Fort Drum is the largest single site employer in New York State. It brings over a billion dollars to the North Country economy every year. And its airfield allows soldiers to complete complex training and deploy fast.
“Fort Drum is, and I don’t say this lightly, the premier training installation in the Northeastern United States,” said Assemblywoman Addie Jenne. She says keeping the base competitive, and regional weather radar accurate, is vital.
“We certainly need to make sure that the safety of our community – in terms of weather and also our national defense – is not compromised because of a big broad policy decision.”
Right now Jenne is meeting with wind project stakeholders around the region.

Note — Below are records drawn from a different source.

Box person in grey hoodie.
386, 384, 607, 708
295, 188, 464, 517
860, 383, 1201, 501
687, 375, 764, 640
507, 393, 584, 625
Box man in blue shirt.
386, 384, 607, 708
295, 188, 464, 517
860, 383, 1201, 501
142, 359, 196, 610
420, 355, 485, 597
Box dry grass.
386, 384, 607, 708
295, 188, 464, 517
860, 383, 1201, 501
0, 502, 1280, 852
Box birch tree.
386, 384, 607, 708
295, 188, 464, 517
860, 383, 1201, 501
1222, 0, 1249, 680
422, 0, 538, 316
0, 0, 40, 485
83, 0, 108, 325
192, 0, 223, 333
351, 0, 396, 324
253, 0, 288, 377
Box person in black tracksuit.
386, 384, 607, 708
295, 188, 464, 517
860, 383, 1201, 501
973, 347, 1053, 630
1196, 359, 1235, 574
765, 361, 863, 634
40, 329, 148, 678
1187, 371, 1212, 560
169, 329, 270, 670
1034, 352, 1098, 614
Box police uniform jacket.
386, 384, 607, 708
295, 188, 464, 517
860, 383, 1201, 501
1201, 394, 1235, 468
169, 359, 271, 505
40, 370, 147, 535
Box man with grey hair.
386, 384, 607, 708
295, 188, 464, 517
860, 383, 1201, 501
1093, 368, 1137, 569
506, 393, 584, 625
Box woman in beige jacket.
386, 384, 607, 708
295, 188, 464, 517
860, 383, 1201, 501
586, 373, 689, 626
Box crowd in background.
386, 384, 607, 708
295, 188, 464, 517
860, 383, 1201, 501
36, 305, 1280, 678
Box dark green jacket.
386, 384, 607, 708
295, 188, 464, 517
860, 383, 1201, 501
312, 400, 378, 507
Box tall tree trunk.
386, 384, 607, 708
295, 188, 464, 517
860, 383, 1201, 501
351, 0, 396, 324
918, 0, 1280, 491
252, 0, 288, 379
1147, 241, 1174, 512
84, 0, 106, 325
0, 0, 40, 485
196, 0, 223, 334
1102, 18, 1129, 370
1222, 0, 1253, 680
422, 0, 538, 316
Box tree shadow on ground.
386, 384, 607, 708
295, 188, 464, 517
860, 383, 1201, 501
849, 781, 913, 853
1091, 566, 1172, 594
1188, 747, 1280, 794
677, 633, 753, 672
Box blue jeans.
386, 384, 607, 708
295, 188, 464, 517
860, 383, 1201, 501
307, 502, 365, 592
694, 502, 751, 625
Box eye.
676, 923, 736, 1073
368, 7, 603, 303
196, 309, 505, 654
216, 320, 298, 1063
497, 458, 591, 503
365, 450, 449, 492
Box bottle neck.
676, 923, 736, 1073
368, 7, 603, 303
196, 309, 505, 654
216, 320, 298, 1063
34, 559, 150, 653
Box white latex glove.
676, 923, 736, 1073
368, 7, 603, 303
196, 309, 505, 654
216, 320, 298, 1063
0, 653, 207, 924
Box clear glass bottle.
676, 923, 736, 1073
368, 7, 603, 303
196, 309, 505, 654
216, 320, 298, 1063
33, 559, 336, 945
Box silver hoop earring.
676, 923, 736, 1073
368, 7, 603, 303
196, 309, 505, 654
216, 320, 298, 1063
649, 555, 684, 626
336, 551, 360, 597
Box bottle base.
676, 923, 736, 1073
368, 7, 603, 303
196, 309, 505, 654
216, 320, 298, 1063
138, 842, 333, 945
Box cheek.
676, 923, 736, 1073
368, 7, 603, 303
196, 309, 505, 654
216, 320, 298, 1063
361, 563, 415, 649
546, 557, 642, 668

She’s figuring out which of the eight proposed developments would most affect Fort Drum’s training capabilities. And she’s drafting legislation to prevent those developments from receiving state subsidies.
“I’m not looking to ban industrial wind development forever in the North Country,” Jenne said, “but I would much rather that our troops be training for whatever our government is going to require of them in the next several years.”
In a letter to the U.S. Army Chief of Staff last week, Congresswoman Elise Stefanik expressed her concern about the cumulative effective of wind development on Fort Drum.
Brian Ashley of the FDRLO says he’s not against renewable energy. He’d just rather those wind developments go somewhere else.
Wind power developments have to go through an extensive siting process and be approved by the Public Service Commission before construction can begin.